Microformats are an attempt at client side innovation. Looking at the history of (x)html, javascript and css (the three main client side technologies), you can see it’s rife with incompatibilities. The standardised versions of said technologies have also had (and continue to have) very long market penetration times (the time it takes for the support of a technology to spread among end users).
The funny thing is that these problems can be mitigated by something very simple; server side innovation! It’d have a couple of huge advantages. First-off, it’d give more control over the user experience. Since microformats don’t define how they should be handled by User Agents (UA’s, like browsers or mail clients), you have no way of knowing how your code will exactly be interpreted by them.

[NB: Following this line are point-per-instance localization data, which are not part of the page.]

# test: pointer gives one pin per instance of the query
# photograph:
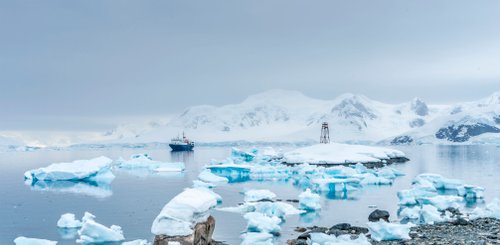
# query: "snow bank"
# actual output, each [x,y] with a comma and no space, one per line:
[33,241]
[309,201]
[258,195]
[335,153]
[144,161]
[93,232]
[384,231]
[96,169]
[178,217]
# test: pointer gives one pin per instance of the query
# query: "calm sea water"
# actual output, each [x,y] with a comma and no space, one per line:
[133,199]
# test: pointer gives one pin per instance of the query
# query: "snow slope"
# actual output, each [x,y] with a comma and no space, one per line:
[290,116]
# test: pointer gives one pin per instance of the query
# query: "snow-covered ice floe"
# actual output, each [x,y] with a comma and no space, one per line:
[384,231]
[93,189]
[335,153]
[145,162]
[93,232]
[32,241]
[324,239]
[179,216]
[95,170]
[309,201]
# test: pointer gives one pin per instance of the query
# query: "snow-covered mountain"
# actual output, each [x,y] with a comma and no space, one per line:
[290,116]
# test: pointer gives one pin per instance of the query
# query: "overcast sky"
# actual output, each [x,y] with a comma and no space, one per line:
[96,60]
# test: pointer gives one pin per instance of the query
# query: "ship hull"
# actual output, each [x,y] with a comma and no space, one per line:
[176,147]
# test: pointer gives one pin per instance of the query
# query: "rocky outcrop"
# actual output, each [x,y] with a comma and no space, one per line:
[202,235]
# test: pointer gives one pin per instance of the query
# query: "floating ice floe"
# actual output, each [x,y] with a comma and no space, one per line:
[335,153]
[33,241]
[258,195]
[257,238]
[384,231]
[68,221]
[324,239]
[259,222]
[309,201]
[180,215]
[93,232]
[93,189]
[139,242]
[145,162]
[207,176]
[96,170]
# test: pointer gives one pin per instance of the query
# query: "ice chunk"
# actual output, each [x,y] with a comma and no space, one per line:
[68,220]
[178,217]
[208,176]
[137,242]
[324,239]
[93,189]
[144,161]
[33,241]
[93,232]
[257,195]
[245,156]
[309,201]
[258,222]
[335,153]
[384,231]
[439,181]
[96,169]
[491,209]
[257,238]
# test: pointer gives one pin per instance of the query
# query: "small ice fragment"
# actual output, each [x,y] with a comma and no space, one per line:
[309,201]
[258,195]
[32,241]
[68,220]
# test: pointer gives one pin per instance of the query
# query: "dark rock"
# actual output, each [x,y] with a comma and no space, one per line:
[378,215]
[202,235]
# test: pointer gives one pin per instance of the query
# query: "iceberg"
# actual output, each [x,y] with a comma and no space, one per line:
[180,215]
[144,161]
[384,231]
[93,189]
[96,169]
[68,221]
[33,241]
[258,222]
[93,232]
[257,238]
[324,239]
[258,195]
[309,201]
[335,153]
[138,242]
[207,176]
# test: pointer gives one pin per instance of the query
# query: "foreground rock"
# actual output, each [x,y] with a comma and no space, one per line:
[202,235]
[477,231]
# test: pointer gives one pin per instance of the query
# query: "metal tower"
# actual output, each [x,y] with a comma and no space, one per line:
[325,134]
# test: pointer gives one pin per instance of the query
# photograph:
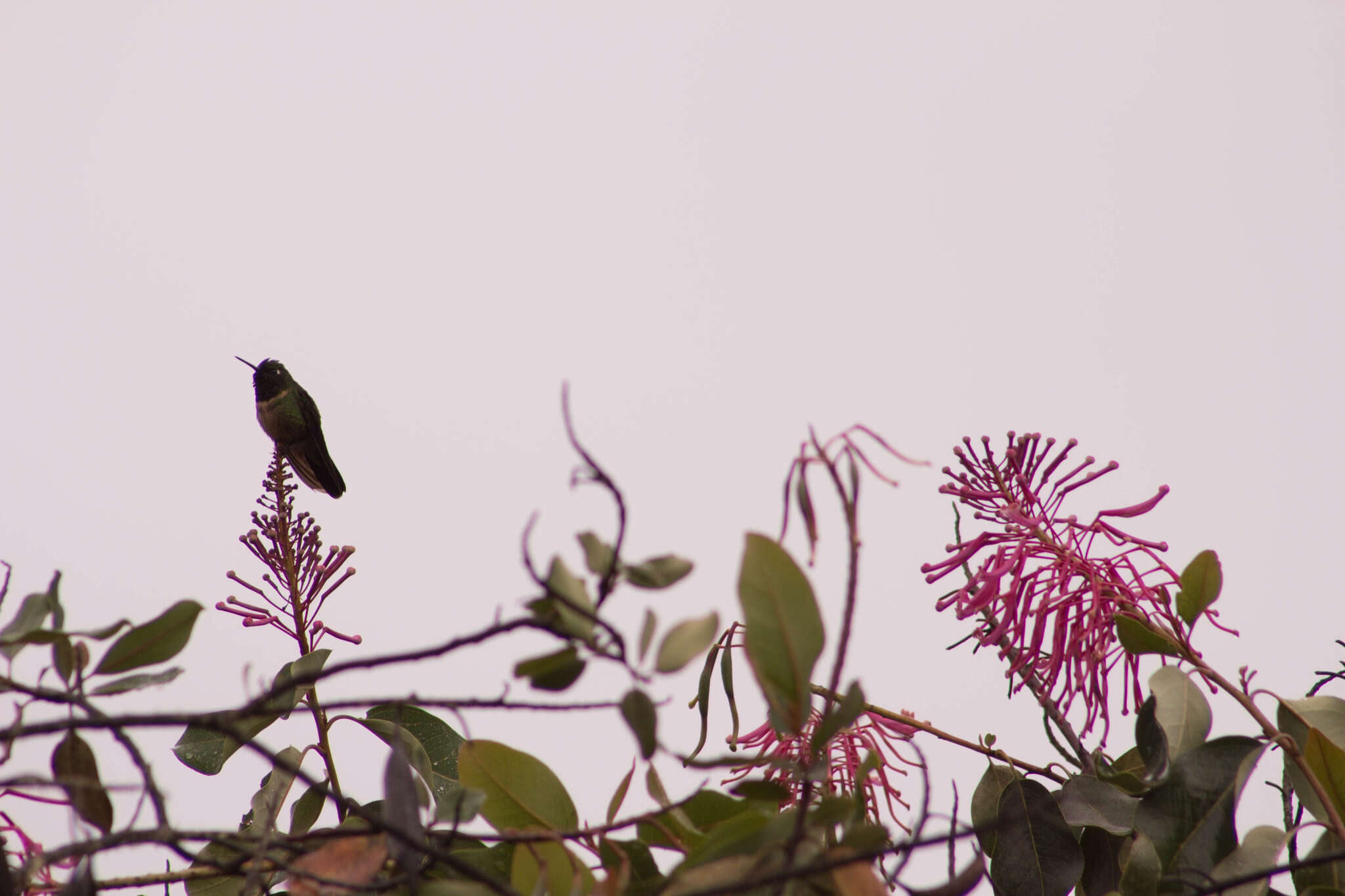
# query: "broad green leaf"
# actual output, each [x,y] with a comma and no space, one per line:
[436,738]
[206,750]
[401,807]
[619,794]
[1102,861]
[213,856]
[1200,585]
[1189,819]
[640,863]
[136,683]
[160,639]
[685,641]
[841,716]
[648,633]
[549,868]
[985,803]
[658,572]
[460,805]
[1087,801]
[1034,853]
[1126,773]
[643,720]
[1139,637]
[552,671]
[1139,867]
[567,618]
[785,631]
[718,875]
[33,613]
[598,554]
[1328,763]
[1298,717]
[76,770]
[271,797]
[521,792]
[1327,875]
[304,812]
[1152,742]
[743,833]
[762,790]
[1261,849]
[1183,710]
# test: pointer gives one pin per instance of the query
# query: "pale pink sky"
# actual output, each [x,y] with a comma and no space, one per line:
[720,223]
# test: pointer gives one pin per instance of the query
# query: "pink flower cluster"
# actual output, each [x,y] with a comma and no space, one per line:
[1049,587]
[299,578]
[871,735]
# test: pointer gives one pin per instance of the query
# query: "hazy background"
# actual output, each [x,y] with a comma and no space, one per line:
[721,223]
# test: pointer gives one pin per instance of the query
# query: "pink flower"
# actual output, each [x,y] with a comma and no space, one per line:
[1048,587]
[871,735]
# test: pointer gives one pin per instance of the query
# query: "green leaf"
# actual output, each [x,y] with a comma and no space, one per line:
[648,633]
[1126,773]
[643,720]
[848,710]
[1259,851]
[552,671]
[401,807]
[1183,710]
[1087,801]
[1327,875]
[136,683]
[64,657]
[460,805]
[743,833]
[985,803]
[1034,852]
[206,750]
[564,618]
[436,738]
[271,796]
[521,792]
[1139,867]
[213,856]
[1200,585]
[76,770]
[598,554]
[770,792]
[32,614]
[785,633]
[703,702]
[160,639]
[1152,742]
[619,796]
[1102,861]
[685,641]
[1139,637]
[658,572]
[1328,763]
[1189,819]
[1298,719]
[305,811]
[564,875]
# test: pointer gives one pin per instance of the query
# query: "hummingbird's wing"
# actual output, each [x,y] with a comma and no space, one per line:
[310,458]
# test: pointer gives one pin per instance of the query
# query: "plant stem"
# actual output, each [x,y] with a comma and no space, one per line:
[296,606]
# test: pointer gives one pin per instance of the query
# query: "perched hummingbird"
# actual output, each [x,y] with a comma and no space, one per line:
[290,417]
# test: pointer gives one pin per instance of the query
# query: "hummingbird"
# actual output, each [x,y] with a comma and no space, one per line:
[290,417]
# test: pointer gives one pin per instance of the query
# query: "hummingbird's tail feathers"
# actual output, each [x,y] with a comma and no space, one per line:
[314,467]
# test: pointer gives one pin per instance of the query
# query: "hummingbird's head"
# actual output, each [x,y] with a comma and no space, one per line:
[269,378]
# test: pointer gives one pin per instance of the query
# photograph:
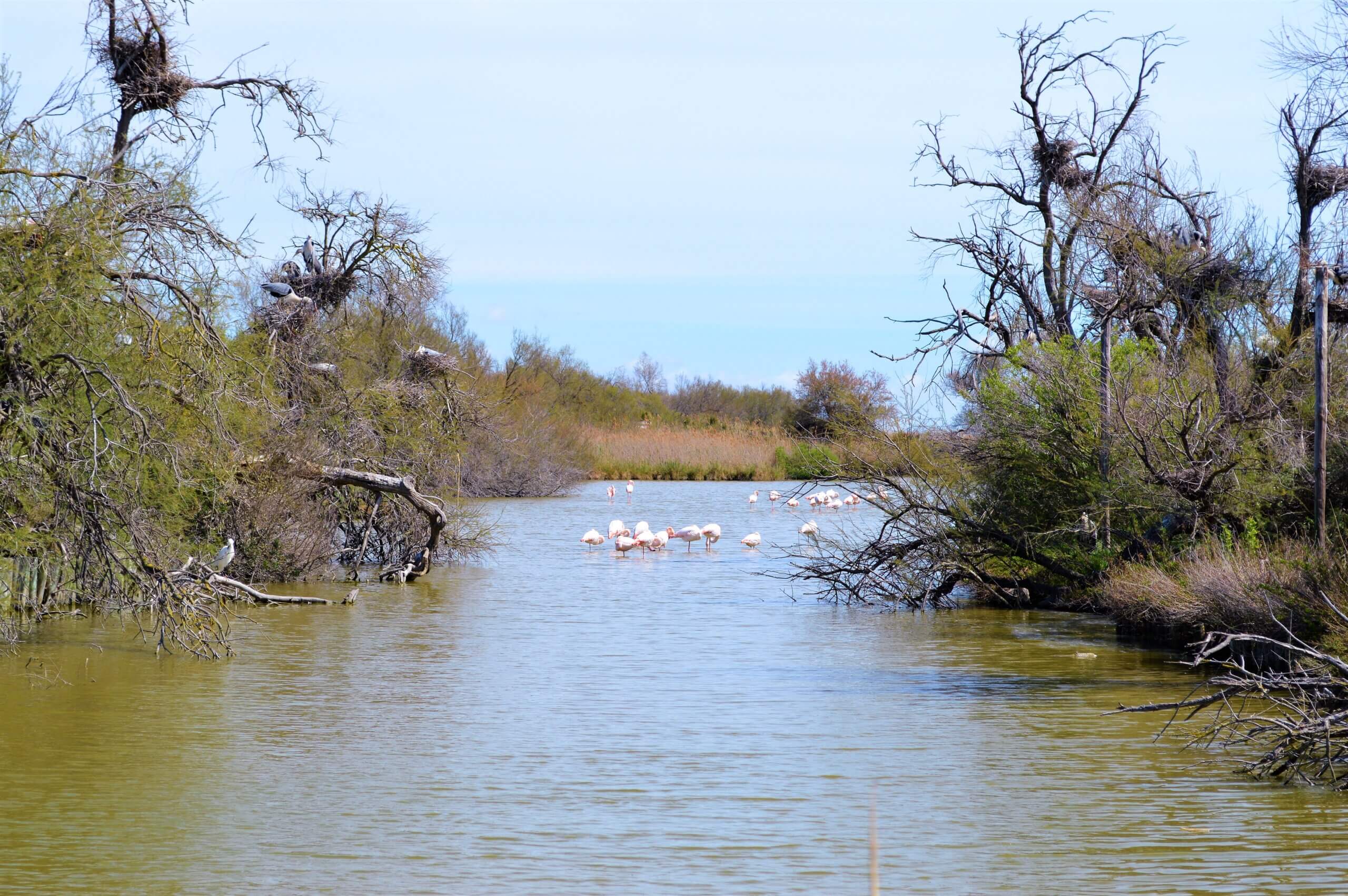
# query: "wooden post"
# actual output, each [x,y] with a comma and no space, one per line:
[1106,411]
[1322,401]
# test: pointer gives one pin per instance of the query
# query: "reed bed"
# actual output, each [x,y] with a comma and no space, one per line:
[688,453]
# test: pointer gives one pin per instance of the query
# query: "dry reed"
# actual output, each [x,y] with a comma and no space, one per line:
[687,453]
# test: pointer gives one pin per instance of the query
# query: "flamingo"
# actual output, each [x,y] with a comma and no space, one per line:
[712,533]
[687,534]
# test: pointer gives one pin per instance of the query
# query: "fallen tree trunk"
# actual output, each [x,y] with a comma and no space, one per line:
[378,483]
[216,579]
[1286,720]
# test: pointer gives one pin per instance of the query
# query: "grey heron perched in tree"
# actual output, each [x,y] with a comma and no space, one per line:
[278,290]
[312,263]
[224,557]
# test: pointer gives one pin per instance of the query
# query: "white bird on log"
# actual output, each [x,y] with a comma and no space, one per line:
[224,557]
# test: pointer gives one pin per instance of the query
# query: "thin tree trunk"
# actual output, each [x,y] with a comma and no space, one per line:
[1322,399]
[1106,413]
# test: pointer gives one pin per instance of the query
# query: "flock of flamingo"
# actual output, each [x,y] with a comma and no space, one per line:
[643,536]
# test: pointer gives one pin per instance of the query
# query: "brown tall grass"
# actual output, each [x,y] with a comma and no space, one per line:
[687,453]
[1233,589]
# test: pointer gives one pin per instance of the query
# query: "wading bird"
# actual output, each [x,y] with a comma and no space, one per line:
[687,534]
[224,557]
[712,533]
[278,290]
[312,263]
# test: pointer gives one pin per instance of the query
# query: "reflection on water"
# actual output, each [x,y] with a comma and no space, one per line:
[560,721]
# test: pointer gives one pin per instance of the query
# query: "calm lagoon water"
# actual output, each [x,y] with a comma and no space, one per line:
[561,721]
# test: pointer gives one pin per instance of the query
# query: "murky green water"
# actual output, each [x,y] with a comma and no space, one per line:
[560,721]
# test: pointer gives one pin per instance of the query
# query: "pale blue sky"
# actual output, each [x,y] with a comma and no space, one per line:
[723,185]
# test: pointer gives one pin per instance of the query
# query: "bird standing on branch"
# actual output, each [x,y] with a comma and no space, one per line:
[224,557]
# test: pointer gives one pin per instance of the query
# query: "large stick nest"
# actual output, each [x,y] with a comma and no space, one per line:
[1058,165]
[1324,182]
[427,364]
[285,321]
[143,68]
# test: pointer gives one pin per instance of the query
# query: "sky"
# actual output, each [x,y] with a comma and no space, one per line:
[727,186]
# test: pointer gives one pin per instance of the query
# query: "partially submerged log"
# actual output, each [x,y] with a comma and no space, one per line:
[216,579]
[403,487]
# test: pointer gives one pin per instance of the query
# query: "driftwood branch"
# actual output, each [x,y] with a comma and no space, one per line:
[379,483]
[216,579]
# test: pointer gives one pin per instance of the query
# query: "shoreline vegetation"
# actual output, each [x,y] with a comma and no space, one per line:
[1150,389]
[319,406]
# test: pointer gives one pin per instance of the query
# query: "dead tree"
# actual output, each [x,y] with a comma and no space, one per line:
[1277,708]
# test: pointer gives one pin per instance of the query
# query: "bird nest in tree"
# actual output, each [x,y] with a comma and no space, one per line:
[1324,182]
[427,364]
[328,290]
[1058,163]
[143,68]
[285,321]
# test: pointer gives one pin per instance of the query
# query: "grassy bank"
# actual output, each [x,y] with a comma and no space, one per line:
[745,453]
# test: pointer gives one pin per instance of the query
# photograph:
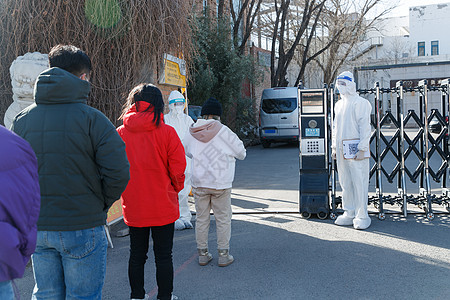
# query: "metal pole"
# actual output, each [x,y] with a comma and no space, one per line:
[399,86]
[427,170]
[421,181]
[445,111]
[379,178]
[333,162]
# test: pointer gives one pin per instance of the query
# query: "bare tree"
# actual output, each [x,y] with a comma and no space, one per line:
[303,33]
[349,18]
[243,20]
[295,27]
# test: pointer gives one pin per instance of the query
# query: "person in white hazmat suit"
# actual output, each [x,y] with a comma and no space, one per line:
[352,123]
[181,122]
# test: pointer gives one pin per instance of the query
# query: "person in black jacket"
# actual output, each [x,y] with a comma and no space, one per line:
[83,170]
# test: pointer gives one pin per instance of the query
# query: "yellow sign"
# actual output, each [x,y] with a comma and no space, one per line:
[114,213]
[174,71]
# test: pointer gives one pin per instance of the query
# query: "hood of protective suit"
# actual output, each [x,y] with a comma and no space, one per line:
[176,97]
[205,130]
[345,83]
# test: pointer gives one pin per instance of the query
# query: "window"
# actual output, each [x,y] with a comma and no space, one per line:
[280,105]
[421,48]
[434,47]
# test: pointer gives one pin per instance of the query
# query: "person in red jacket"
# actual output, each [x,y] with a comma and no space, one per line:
[150,201]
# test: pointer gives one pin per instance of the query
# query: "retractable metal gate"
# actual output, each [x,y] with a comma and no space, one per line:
[401,145]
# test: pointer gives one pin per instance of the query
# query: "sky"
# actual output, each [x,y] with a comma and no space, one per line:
[403,5]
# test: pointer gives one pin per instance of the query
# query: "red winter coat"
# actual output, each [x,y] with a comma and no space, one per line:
[157,164]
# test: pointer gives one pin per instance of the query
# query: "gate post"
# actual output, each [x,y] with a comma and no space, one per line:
[400,118]
[378,151]
[333,214]
[428,209]
[445,85]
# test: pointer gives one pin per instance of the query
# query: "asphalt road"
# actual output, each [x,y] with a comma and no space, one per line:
[282,256]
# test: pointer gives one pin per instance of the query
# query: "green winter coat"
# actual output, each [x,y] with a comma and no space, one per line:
[83,167]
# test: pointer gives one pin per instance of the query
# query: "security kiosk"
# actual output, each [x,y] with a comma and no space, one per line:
[313,125]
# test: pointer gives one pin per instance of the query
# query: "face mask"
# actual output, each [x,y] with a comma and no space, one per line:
[179,109]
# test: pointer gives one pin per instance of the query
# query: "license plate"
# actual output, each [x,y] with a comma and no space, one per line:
[312,132]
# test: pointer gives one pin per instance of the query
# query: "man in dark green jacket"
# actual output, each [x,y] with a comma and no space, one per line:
[83,170]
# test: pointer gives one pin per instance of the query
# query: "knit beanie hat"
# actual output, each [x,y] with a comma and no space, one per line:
[211,107]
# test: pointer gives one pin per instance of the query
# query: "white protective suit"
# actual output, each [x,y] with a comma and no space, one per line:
[181,122]
[352,122]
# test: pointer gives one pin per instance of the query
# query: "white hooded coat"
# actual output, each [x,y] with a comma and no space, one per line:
[181,122]
[352,122]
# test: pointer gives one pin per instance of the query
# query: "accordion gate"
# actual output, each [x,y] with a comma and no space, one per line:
[421,146]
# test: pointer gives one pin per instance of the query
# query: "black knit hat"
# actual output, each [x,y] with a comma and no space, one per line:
[212,107]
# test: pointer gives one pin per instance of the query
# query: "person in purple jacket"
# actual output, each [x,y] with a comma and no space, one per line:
[19,208]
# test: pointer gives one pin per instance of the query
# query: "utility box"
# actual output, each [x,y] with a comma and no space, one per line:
[314,180]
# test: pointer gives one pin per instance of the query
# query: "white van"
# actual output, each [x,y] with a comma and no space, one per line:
[278,115]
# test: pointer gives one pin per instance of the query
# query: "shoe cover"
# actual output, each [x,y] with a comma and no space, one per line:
[187,224]
[361,223]
[179,225]
[344,220]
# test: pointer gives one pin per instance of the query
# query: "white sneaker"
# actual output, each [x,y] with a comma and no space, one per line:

Secondly, it allows you to use more compatible technology on the client side (html, css, vCards, pdf, you name it). This means it would work, right now, for everyone. Also, especially for sites that use a CMS (system to manage a sites’ content), server side solutions are a lot easier to implement.
A few examples of microformats, and an explanation why they don’t provide any (business) benefits:
hCard – Have extra mark-up so you can point to an external site which produces a vCard? Mark-up which might force you to deal with UA’s which may mess up the resulting vCard because they interpret hCards differently? Why not just upload a vCard or have your CMS generate a vCard automatically?
hAtom – Making the page itself it’s own feed? So the full, heavy, page can be pinged by feed readers all the time, using far more bandwidth and messing up stats? Are you kidding me?
So yes, I do think that microformats are not worth implementing yourself.
2 replies on “No business benefits for microformats”
Besides, we already have a format for that kind of thing: it’s called XML. Good to see I’m not alone 🙂
Is that what hAtom is for? I’ve never quite bothered to really look into what it was.
I think I’m actually a little more curious about the styling possibilities created by the extra markup of microformats half the time.